DOGE's seizure of government databases is not just an act of bureaucratic reorganization. It is an act of constitutional restructuring.

The Constitution distributes power among the branches of government to prevent its concentration and maintain its balance. It organizes many different forms of power, but particularly significant are the powers that take the form of “instruments,” to borrow James Madison’s term for the government’s material tools. Chief among them, the Constitution commits the “power of the purse” to Congress. By contrast, only the president can wield the power of the sword as the commander in chief of the armed forces. Those two profound instruments, guided by different branches, can also counterbalance each other, as when Congress withholds funding for disfavored armed interventions.

Musk’s insight, which he is now putting to such destructive use, is that a third instrument—the power of data—may be as consequential as that of the purse or the sword. The branch of government that controls government data can effectuate legal and political projects not otherwise available to it. And it can use those data to contest other branches’ constitutional prerogatives, as Congress’s purse has frequently done for the president’s sword.

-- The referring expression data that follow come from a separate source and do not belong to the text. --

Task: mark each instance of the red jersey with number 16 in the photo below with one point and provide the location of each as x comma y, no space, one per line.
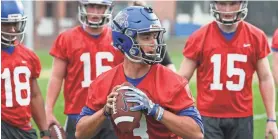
86,57
225,68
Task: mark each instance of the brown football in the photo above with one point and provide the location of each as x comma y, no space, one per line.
57,132
124,119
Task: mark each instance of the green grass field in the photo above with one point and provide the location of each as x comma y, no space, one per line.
46,61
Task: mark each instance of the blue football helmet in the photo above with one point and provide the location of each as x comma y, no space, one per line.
131,22
12,14
83,14
240,14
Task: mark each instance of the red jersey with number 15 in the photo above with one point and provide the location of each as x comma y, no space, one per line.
17,71
86,57
225,68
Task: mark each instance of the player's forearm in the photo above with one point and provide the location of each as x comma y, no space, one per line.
182,126
87,126
268,95
38,112
53,91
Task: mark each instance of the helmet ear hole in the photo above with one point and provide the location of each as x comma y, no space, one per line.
121,40
134,51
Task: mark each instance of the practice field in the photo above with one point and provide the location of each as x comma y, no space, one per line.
176,56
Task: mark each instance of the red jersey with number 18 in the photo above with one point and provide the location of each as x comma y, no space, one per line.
17,71
225,68
86,57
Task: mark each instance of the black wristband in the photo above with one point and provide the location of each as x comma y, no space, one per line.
45,133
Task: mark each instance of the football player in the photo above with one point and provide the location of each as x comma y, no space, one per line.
79,55
274,48
226,53
167,106
21,97
167,60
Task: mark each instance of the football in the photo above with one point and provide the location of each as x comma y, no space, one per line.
56,132
124,119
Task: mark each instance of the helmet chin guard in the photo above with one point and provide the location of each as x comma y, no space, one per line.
239,14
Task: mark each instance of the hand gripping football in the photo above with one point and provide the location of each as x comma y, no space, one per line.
56,132
124,119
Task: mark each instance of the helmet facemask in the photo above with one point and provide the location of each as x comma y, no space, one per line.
13,38
136,52
239,15
84,15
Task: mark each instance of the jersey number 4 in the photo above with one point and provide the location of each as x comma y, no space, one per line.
6,75
86,59
231,71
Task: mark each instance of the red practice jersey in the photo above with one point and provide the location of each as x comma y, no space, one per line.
87,57
161,85
275,41
17,71
225,68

Musk seems to have come to this realization long before Trump’s second inauguration. According to recent reporting, Musk “wanted direct, insider access to government systems” if he was going to work with the Trump administration. If he and his allies could not get “access to federal data and payment systems,” he appears to have viewed the effort as “a waste of his time.”

It is unsurprising that a technology CEO would see data as a tool valuable in its own right. In the private sector, data are an asset, a currency, a form of market power. Data-rich start-ups, even those with little revenue, routinely get eye-popping valuations. Businesses are acquired not only for the goods they produce or the services they render but also for their data. Companies of all sorts—real estate, car manufacturing, home goods—have restyled themselves in recent years as data companies.

Public officials and scholars of constitutional law, by contrast, have missed this important point about the value—and power—of data. They generally approach data from the perspective of individual privacy rights. Those rights are important, and governments should steward data in a way that respects them, now more than ever. But Americans must also come to see data as a source of governmental capacity and a form of governmental power—and view Musk’s attempts to appropriate that power to the president as an extraordinary act of constitutional field-claiming.